Sosa is also a “œLugonja”, and a distant relative of Vanja’s family, but his parents and Vanja’s parents were close friends all their lives. Sosa was Igor’s best man and in this culture, that is like an adopted blood relative. Branka is a very successful glass sculpture artist and they built and own a massive studio and gallery of and for her work on their home property in the countryside near Copenhagen called St. Galla Studios. (Take some time to check out her web site. She is an extremely talented artist, and the studio is gorgeous!)
What do you do when people arrive unexpectedly? Put out the chicken and potatoes prepared earlier for lunch and add some extra tomatoes, more smoked meat, extra bread, and put out some of the special winter salads you have stored for occasions exactly like these. Get out your most prized home made juice and, of course, the sliva: home distilled plum brandy.
This is kolan. I discovered it just this trip. It is an absolutely scrumptious type of cured sausage that is, yes, fatty, but so flavourful with a smoky paprika taste.The chicken that was served was raised by Pava and Petar. They raised 55 chickens on their little property this spring, like they do every spring. It takes about 2 months from start to freezer. It is so much work for them. But, there is no chicken that I have every tasted as tasty. They give Igor and Lori some, and then keep the rest, except for what they give each neighbour they borrow freezer space from.
Good thing I had made an apricot crisp in the early morning. It was perfect to have a little something special for this occasion; though, it was nothing like the crisps we make at home as the ingredients are just so different here. The rolled oats much thicker, and quite hard. Not tough, but certainly not the powdery melt-in-your-mouth ones we buy at home. They had a real bite to them. The flavour was fantastic, just too “œhard” for a dessert.
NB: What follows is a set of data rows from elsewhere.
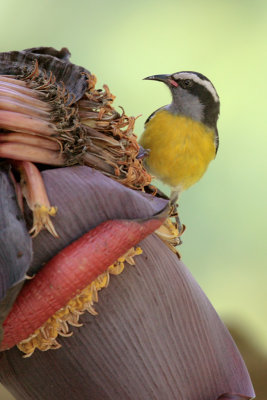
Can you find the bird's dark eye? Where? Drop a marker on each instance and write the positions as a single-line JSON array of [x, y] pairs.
[[186, 83]]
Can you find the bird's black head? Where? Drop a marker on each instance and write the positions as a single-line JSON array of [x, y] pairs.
[[193, 95]]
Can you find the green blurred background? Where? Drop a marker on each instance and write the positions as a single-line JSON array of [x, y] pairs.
[[122, 42]]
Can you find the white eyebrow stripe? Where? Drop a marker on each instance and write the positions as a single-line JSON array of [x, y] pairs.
[[208, 85]]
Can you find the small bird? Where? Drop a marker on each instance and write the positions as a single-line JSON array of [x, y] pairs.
[[182, 138]]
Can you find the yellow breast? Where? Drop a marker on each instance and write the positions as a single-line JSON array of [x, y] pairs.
[[180, 149]]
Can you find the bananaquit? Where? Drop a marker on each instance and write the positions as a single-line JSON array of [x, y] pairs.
[[182, 137]]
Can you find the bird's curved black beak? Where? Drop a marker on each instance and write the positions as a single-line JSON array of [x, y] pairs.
[[163, 78]]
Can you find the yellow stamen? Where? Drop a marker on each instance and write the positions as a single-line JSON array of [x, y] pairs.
[[45, 337]]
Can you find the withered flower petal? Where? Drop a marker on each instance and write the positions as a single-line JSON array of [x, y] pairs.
[[156, 336], [15, 243], [85, 198]]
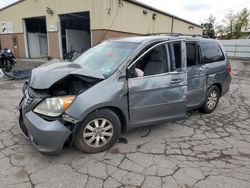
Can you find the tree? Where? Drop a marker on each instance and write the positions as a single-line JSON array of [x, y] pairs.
[[208, 27], [241, 23], [229, 24], [236, 24]]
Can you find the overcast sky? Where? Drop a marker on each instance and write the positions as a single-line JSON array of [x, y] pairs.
[[193, 10], [198, 10]]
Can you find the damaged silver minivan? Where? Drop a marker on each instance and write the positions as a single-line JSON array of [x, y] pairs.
[[119, 85]]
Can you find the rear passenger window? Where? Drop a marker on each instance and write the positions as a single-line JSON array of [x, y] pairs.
[[211, 52]]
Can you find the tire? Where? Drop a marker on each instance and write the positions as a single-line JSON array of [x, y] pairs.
[[211, 101], [8, 66], [87, 136]]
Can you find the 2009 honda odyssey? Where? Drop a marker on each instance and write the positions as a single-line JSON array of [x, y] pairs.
[[120, 85]]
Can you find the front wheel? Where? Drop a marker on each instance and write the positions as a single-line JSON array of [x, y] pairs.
[[98, 132], [211, 100], [7, 66]]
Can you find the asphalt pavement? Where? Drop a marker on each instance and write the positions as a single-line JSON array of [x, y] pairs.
[[202, 151]]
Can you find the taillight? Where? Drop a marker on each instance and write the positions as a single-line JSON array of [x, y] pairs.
[[229, 68]]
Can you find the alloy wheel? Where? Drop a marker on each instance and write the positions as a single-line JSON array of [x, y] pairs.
[[212, 99], [98, 132]]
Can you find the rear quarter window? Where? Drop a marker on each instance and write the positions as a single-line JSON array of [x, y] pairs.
[[211, 52]]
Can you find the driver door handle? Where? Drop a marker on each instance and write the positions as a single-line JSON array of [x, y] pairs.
[[176, 81]]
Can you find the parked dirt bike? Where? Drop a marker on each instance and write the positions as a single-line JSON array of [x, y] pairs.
[[7, 60]]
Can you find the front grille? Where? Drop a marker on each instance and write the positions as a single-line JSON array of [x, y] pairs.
[[27, 99]]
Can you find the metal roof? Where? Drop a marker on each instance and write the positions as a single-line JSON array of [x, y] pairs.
[[160, 11], [133, 2]]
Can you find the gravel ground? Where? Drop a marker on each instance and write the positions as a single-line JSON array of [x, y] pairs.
[[202, 151]]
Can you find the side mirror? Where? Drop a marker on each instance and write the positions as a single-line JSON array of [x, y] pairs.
[[130, 72]]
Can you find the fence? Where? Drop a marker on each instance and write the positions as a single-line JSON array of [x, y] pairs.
[[239, 48]]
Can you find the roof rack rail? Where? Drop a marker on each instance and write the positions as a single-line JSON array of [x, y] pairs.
[[177, 35]]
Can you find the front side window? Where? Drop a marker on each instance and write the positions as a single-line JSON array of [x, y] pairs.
[[192, 54], [106, 57], [211, 52], [152, 63], [175, 55]]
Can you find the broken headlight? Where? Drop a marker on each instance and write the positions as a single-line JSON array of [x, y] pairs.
[[54, 106]]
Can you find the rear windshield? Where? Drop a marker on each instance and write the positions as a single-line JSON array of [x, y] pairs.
[[106, 57]]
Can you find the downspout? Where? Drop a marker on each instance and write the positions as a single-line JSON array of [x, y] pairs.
[[172, 26]]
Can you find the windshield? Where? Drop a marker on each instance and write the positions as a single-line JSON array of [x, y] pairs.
[[106, 57]]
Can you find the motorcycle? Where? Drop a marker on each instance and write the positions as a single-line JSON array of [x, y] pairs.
[[7, 60]]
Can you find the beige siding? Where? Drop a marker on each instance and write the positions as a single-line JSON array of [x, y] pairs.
[[127, 18], [130, 18], [186, 28], [35, 8]]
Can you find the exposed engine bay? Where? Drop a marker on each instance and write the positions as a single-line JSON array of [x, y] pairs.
[[70, 85]]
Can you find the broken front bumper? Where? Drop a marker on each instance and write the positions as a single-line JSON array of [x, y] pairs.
[[48, 137]]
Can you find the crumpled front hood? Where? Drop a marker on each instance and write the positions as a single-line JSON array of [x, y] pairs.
[[43, 77]]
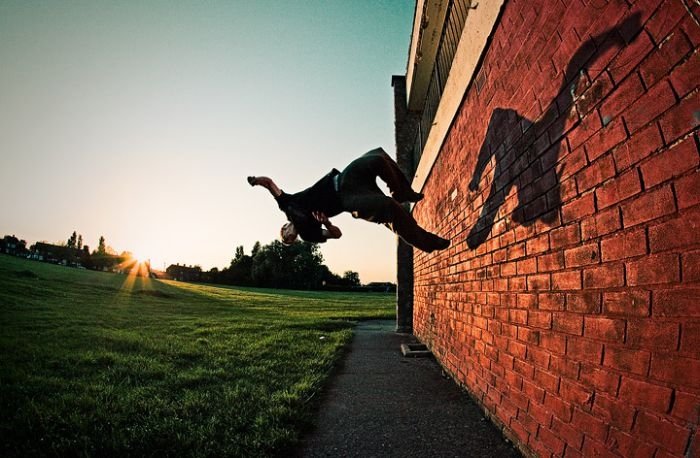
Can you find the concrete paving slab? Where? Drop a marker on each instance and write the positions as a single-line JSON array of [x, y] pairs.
[[381, 404]]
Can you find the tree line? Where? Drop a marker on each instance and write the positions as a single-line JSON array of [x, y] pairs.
[[275, 265]]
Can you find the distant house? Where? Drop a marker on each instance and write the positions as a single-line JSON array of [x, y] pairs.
[[57, 254], [184, 273], [381, 287], [13, 246]]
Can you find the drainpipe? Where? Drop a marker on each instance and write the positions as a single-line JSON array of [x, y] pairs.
[[405, 123]]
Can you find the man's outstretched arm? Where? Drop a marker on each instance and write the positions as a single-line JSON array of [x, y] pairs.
[[266, 183], [331, 231]]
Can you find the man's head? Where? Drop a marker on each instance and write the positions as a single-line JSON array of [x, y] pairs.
[[288, 233]]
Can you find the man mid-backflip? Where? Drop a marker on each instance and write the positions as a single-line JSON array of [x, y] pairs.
[[353, 190]]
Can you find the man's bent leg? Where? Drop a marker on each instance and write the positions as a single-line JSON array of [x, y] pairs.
[[377, 163], [378, 208]]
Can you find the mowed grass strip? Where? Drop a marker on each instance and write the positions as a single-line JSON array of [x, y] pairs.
[[100, 364]]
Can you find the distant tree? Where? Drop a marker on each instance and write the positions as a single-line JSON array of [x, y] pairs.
[[298, 266], [351, 278], [72, 240], [256, 249], [101, 247], [239, 271]]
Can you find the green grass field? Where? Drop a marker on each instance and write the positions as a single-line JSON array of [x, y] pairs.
[[100, 364]]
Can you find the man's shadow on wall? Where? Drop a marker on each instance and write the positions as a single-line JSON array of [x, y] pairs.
[[511, 140]]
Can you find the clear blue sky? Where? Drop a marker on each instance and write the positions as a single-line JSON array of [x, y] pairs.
[[139, 121]]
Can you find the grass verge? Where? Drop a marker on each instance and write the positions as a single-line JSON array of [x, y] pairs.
[[102, 364]]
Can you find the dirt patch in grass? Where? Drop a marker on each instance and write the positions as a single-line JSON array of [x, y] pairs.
[[152, 293], [25, 274]]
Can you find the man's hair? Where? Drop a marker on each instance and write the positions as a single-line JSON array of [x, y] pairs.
[[288, 233]]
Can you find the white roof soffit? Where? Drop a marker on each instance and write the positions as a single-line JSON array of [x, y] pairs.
[[427, 30], [477, 29]]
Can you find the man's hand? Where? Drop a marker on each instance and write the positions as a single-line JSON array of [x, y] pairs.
[[267, 183], [320, 217], [331, 231]]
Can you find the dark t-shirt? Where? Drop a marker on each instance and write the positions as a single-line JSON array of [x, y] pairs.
[[298, 207]]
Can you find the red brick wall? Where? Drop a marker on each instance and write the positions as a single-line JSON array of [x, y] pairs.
[[573, 316]]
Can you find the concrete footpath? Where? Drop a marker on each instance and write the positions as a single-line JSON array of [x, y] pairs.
[[382, 404]]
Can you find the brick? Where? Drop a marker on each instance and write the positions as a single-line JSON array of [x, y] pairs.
[[592, 426], [683, 302], [670, 163], [605, 140], [690, 338], [562, 281], [566, 368], [575, 394], [571, 436], [626, 245], [630, 56], [650, 106], [600, 328], [578, 208], [627, 303], [654, 334], [551, 301], [583, 302], [668, 54], [550, 262], [538, 282], [686, 406], [553, 341], [686, 188], [630, 90], [527, 300], [581, 349], [541, 320], [663, 21], [595, 173], [599, 379], [547, 381], [670, 436], [537, 245], [606, 221], [538, 448], [628, 445], [527, 266], [582, 256], [613, 411], [684, 78], [626, 360], [682, 372], [517, 428], [681, 119], [536, 394], [639, 146], [643, 394], [597, 91], [560, 408], [551, 441], [649, 206], [571, 163], [605, 276], [568, 235], [567, 322], [656, 269], [680, 232], [620, 188]]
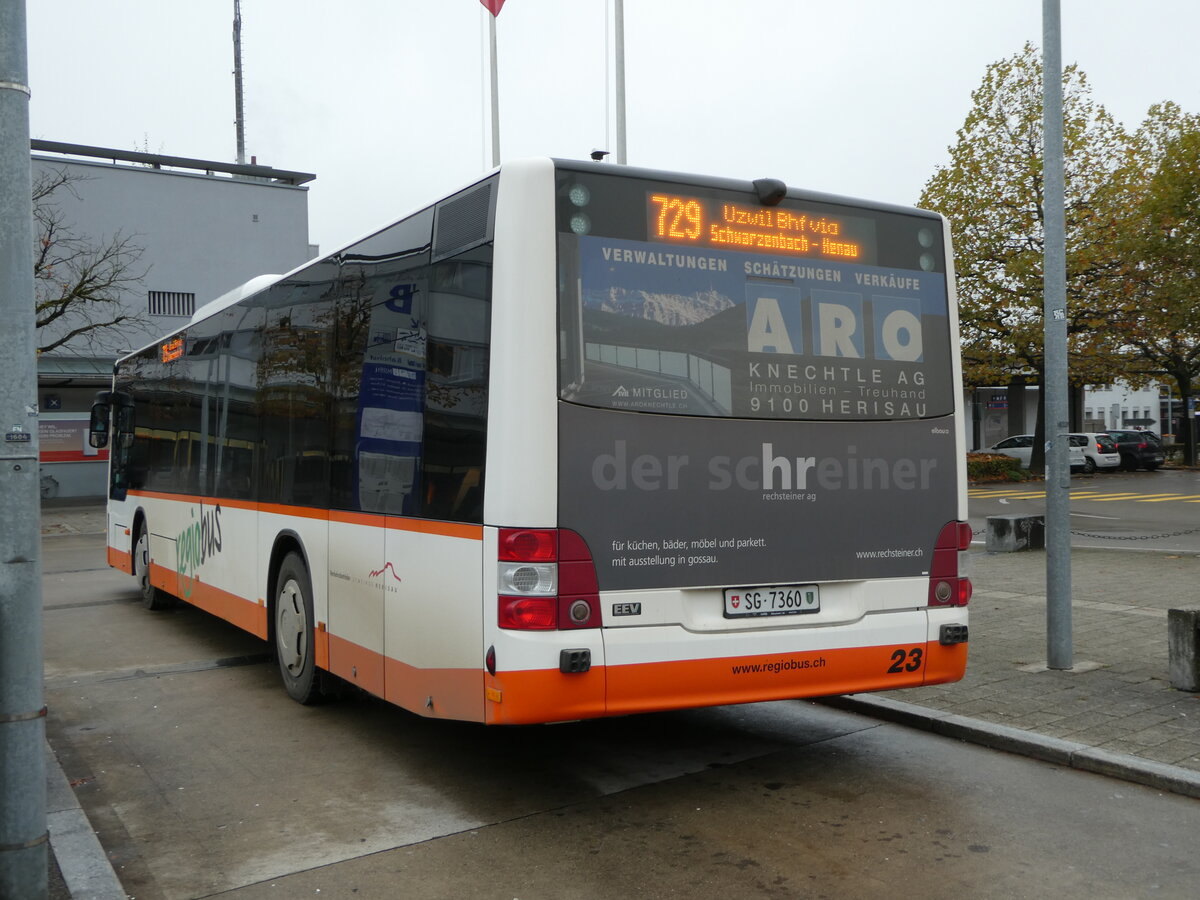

And then, brown sugar is not available anywhere. There is the kind of brown sugar we have at home for coffee: a light crystal. So many ingredients we take for granted as basic do not exist here, so making food the way I make it at home is not possible. But, then, I cannot walk out my door and pick the apricots, either!
Everyone still enjoyed it because the company made it taste good!
Such a perfect afternoon as this little miracle sparkled into our lives this afternoon. We reconnected with some dear friends, and I feel so blessed to be able to take all of this in as part of this family.